Гости из России в большинстве своём не были готовы к обмену сувенирами, им, кроме знаков различия, нечего было предложить. Американцам же больше всего понравились красные звездочки с головных уборов, форменные пуговицы, офицерские «кубари» и «шпалы» с петлиц. К тому же русские, получив инструктаж на предмет общения с иностранцами, побаивались тесных контактов и старались насколько это было возможно уклоняться от их назойливости. Тем не менее, постепенно все привыкали к ситуации, холод в отношениях рассеивался, и общение становилось обычным.
Гамов и Сорокин спустились по трапу в числе последних пассажиров. Они летели во втором самолёте и когда приземлились, встреча уже шла полным ходом. Их сразу накрыла обстановка всеобщего знакомства и советско-американской дружбы. Они остановились несколько в стороне от возбуждённой толпы. К ним подошёл стройный старший лейтенант американских ВВС и на хорошем, даже изыскано литературном русском языке с едва заметным акцентом сказал:
– Господа! – он смутился. – Извините, товарищи офицеры! От лица руководства авиационного гарнизона «Ладд-Филд» я приветствую вас на земле Аляски! С благополучным прибытием! Разрешите представиться, лётчик-инструктор старший лейтенант Николай де Толли. – Старший лейтенант слегка склонил голову.
«Удивительно, – подумал Саша, – как хорошо говорит порусски! И приветствует – заметили? – не на американской земле, а на земле Аляски. И фамилия какая-то знакомая…»
Ответы на эти вопросы пришли позже. Гамов и Сорокин назвали себя.
– А что это за фамилия у тебя, Николай, такая? – не впадая в дипломатию и особо не церемонясь, спросил Гамов.
– Фамилия обычная, русская. Прадед мой, русский генерал Барклай де Толли, его вы не можете не знать – это из истории вашей страны.
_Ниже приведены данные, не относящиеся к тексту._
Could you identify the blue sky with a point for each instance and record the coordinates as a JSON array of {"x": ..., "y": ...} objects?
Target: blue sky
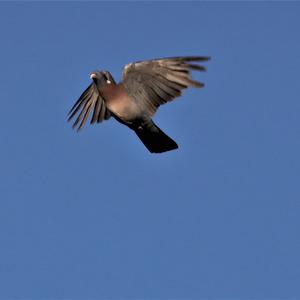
[{"x": 94, "y": 215}]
– Хороший прадед, – улыбнулся Гамов. – Конечно, мы его знаем. А ты что тут делаешь?
– Мои родители после революции эмигрировали и оказались в Америке. Я стал лётчиком. С начала войны с Германией прошусь на советско-германский фронт, но командование решило, что сейчас я нужен здесь. С этим пришлось согласиться. Ведь наша работа – это помощь вашему фронту?
– Да-да, ещё какая! – согласился Гамов. – Конечно, помощь.
– Я хочу подарить вам наши сувениры, – Николай де Толли вручил каждому по коробочке.
Сорокин и Гамов поблагодарили и заглянули в коробочки. Там на красном шёлке лежали кусочки моржового клыка, на которых были изображены собачьи упряжки с каюрами, а над ними – самолёт с американскими опознавательными знаками.
– Большое спасибо, Николай! На вот тебе на память о нашей встрече, – Гамов отцепил от петлицы один кубарь и вручил его американцу. – Извини, другого нет, к сожалению, мы к такой встрече не подготовились.
Следуя примеру Гамова, Александр тоже снял с петлицы «бомбочку», указывающую на штурманскую принадлежность, и тоже вручил её Николаю.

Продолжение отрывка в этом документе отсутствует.